Unravelling Glycochemistry with Ion Mobility Spectrometry and Gas-Phase Spectroscopy

Oligosaccharides or glycans are essential in nature and central participants in virtually every biological process. The extensive structural diversity enables glycans to encode rich information in biological functions; however, it also creates major challenges in almost all aspects of the glycosciences. The synthetic formation of glycosidic bonds during glycan assembly for example, is mechanistically still not fully understood. This is largely a result of highly-reactive, but short-lived glycosyl cation intermediates, which are difficult to study using established techniques. However, the structure of these intermediates dictates the stereochemistry of the resulting glycosidic bond, the control of which is absolutely crucial for a successful synthesis. An equally important aspect is the sequencing of glycans, which is generally complicated by the frequent occurrence of isomers. This is further complicated by poorly understood rearrangement reactions during mass spectrometric analysis, which often lead to erroneous structural assignments. Here as well, cationic intermediates are the key species that determine the outcome of the rearrangement.

The aim of GlycoSpec is to unravel fundamental aspects of oligosaccharide reaction and fragmentation mechanisms by probing cationic glycan intermediates. To achieve that, a unique combination of instrument and method development (ion mobility-mass spectrometry and cold-ion spectroscopy), chemical synthesis and theory will be used. The gain in mechanistic understanding will provide the basis to tailor building blocks and reaction conditions and is expected to lead to a major advancement in glycosynthesis. The mechanistic understanding of fragmentation reactions will furthermore lead to general rules for the prediction of tandem mass spectra. Just like in the early years of proteomics, this will make the technology automatable and accessible for broader applications. Therefore, GlycoSpec will help to initiate the pursuit of glycomics.

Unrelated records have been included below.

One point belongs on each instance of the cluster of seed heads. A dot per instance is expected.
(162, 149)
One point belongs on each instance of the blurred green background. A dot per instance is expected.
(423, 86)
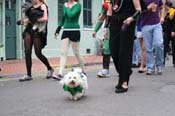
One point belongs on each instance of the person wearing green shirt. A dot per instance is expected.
(106, 52)
(71, 34)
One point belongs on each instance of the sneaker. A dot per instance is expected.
(149, 72)
(103, 73)
(159, 71)
(26, 78)
(49, 74)
(57, 76)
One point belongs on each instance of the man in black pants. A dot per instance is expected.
(169, 30)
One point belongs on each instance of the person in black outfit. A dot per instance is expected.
(122, 16)
(34, 37)
(169, 30)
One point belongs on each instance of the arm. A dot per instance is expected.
(60, 24)
(45, 16)
(74, 11)
(98, 24)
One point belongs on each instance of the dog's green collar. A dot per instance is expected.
(73, 91)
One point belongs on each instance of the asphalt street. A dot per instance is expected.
(147, 96)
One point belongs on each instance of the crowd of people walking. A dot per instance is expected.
(137, 33)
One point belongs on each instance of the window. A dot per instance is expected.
(60, 8)
(87, 13)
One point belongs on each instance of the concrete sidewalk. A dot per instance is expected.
(16, 67)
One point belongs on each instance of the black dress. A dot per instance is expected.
(121, 42)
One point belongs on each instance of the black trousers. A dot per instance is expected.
(167, 39)
(121, 46)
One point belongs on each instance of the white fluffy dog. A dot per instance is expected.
(75, 83)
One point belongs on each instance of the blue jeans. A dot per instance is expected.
(153, 38)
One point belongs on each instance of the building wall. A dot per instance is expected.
(53, 46)
(87, 42)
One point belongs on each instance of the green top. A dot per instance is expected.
(70, 17)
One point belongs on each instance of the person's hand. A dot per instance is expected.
(173, 34)
(66, 4)
(56, 35)
(128, 21)
(94, 34)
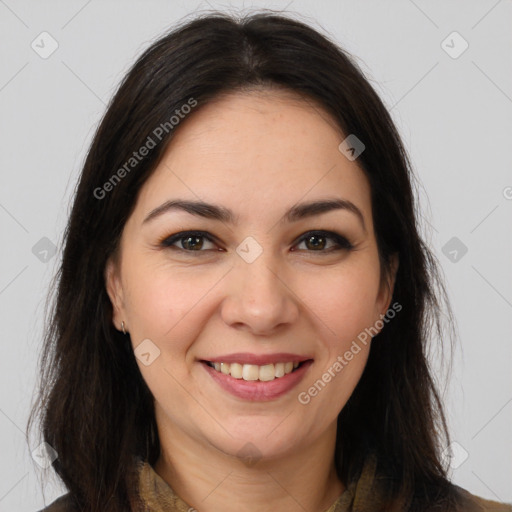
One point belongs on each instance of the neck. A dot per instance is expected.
(210, 480)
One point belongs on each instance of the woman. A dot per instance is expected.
(244, 299)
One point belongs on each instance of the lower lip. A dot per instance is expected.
(259, 391)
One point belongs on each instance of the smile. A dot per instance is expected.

During the first half of GlycoSpec two major aspects were in focus: 1) the purchase and assessment of a commercially available IMS instrument that will later be modified for spectroscopic experiments and 2) the analysis of reaction intermediates from glycosylations and other chemical reactions using existing instrumentation. Both have been achieved successfully. The instrument has been purchased and was extensively tested using various molecular classes. In order to implement tagging spectroscopy, we teamed up with external collaborators who provide the required technology. The first prototype cold ion trap is currently in production and will be tested within the next couple of months. In parallel, a variety of experiments on reactive species has been performed on using an existing instrumental setup that utilized droplets of superfluid helium to achieve cryogenic temperatures for spectroscopy experiments. In particular, we elucidated the molecular structure of fluorinated glycosidic (Eur. J. Org. Chem. 2022) and Ferrier-type (Org. Lett. 2020) reaction intermediates. More importantly, we recently succeeded for the first time to link the knowledge on the intermediate structure with the chemical properties of the leaving groups and use this information to tune glycosylation reactions (J. Am. Chem. Soc. 2023). This proof-of-principle experiment is one of the major aims of GlycoSpec and will now be used as a blueprint for the tuning of other glycosylation reactions. Finally, the technique was used to explore reactive intermediates and rearrangement reactions in other molecular classes such as the autohydrolysis of RNA (Angew. Chem. Int. Ed. 2022) or the fragmentation of lipids (Anal. Bioanal. Chem. 2022) and lead to the identification of the final product of fucose migration in glycan tandem MS experiments (Angew. Chem. Int. Ed. 2023)

An important aspect of GlycoSpec that clearly goes beyond state-of-the art is the development of an easy-to-use IMS-IR-MS instrument that is based on a commercially available backbone. The work on the prototype is progressing well and on the long run it will help to democratize gas-phase IR spectroscopy technology for a broader use, not only in glycomics, but also in lipidomics and metabolomics applications. In addition, we recently assessed the potential of artificial intelligence for the structural annotation of gas-phase IR spectra of unknowns (J. Am. Chem. Soc. 2023). The data impressively shows that it is possible to unambiguously identify unknown molecules using database spectra of known related compounds. As a consequence, it is not necessary to cover the full chemical space of all analytes with synthetic standards, which is difficult if not impossible for certain molecular classes such as glycosaminoglycans or metabolites.